Illustrated by Zhang Qingyun.
New findings from National Geographic's The Future of Food project reveal to what extent the typical daily diets across the world differ. Their interactive site draws from data collected by the United Nations on food consumption in 22 countries between the years 1961 and 2011. The data reveals how larger factors — like a country's prominent cultural practices or its economy — play into the food a nation's citizens consume.
To get the obvious out of the way, yes, the U.S. takes the literal cake for being the country with the highest average daily caloric intake; we come in at a sizable 3,641 calories, on average. Other nations who exceeded the 3,000-calories-a-day mark include Germany, the United Kingdom, Brazil, and China, all of which were in the top ten countries with the highest GDPs last year. Meanwhile, Somalia, whose economic data does not even rank on the GDP list linked above, sees its citizens consuming an average of 1,695 calories a day.
National Geographic also provides a comprehensive nutritional breakdown for each country. Once again proving what we already knew — an American diet is more than one-third fats and sugars, with an unhealthy 37% of all calories consumed coming from this food group. India consumed the lowest amount of meat out of every country at just 1%; in one extreme example, the entire city of Palitana has banned the slaughter of animals for meat. Libya and North Korea were close behind at 3% and 5% for meat consumption, respectively.

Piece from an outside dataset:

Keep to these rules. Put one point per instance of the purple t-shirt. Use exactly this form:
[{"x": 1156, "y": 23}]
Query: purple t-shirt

So, is there a right or a wrong? Which nation should we turn to for the next French woman's diet-esque fad? Generally, a moderately active female in her 20s to 30s should aim to consume between 2,000 to 2,200 calories a day. However, though what is healthy in terms of daily calorie intake varies with your age, gender, and activity level, how those calories should be distributed is a bit more consistent. The U.S. Department of Agriculture illustrates a healthy diet with a plate-by-plate diagram, which the Centers for Disease Control uses and expands upon, showing exactly what falls into each food group, as defined by the USDA (vegetables, fruits, grains, dairy, and protein foods).
With their higher rates of produce intake, using China and Cuba (at 15% and 16%, respectively) as food-consumption models could be a good springboard to start an overhaul of your eating habits. But, regardless of your place of origin or whatever culinary national identity you're hoping to emulate, make sure your diet fits your needs and yourself.